When the American Association revived as a minor league in 1902, the Mud Hens joined as a charter member. The team had been playing at Armory Park since 1897. With the success and stability of the Association, a better ballpark was built. Swayne Field opened in June 1909, and would be the Mud Hens primary home through the 1955 season. Swayne Field remains the longest-lasting venue of any of the Toledo teams.

The Mud Hens temporarily relocated to Cleveland during 1914 through 1915, to help the Cleveland Indians counter any territorial threat by the Federal League by ensuring that League Park would have a game every day. Another team was placed in Toledo in 1914 for the South-Michigan League. The "Soumichers" or "Little Mud Hens" drew poorly and took to the road for the second half of 1914. There was no team in 1915. The Fed disbanded after that year, and when the team returned from Cleveland to Toledo in 1916, they had acquired a new nickname, the "Iron Men". The name "Mud Hens" was restored in 1919.

This incarnation of the Mud Hens usually resided deep in the second division of the circuit, winning the AA pennant only once, in 1927 when the manager was Casey Stengel. After the farm system era began in the 1930s, the Mud Hens were usually affiliated with the St. Louis Browns, who by then were also a perpetual second division team in the American League.

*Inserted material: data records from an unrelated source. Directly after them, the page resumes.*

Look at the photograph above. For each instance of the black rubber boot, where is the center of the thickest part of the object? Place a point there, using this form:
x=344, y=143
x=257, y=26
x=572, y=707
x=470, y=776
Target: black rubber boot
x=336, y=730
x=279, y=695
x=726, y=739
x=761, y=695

By the early 1950s, Toledo annually trailed the other seven Association clubs in attendance, reaching a desperation point in mid-season of 1952. On June 23, 1952, the team moved to Charleston, West Virginia, that state's capital city, and became the Senators. However, the city gained another American Association franchise the next year, when the Boston Braves transferred to Milwaukee in March 1953, displacing their farm club, the Milwaukee Brewers, which then shifted to Toledo as the "Sox". The relocated Brewers were loaded with talent, and the 1953 T-Sox won the second Association pennant in their history and drew over 343,000 fans, a 244% increase compared to 1951.

But the Braves stayed only three seasons (1953–55) before moving the team to Wichita, Kansas, as the Wichita Braves. Swayne Field was demolished soon afterward. By the 1960s there was revived interest in minor league baseball for Toledo, and public official Ned Skeldon led the effort to remodel the Lucas County Fairgrounds stadium into a suitable minor league ballpark. The Yankees' transfer of the Richmond club to Toledo in 1965 restored professional baseball to Toledo (or to be technical, Maumee - the Hens played their home games in the Toledo suburb until the 2002 opening of Toledo's downtown ballpark, Fifth Third Field).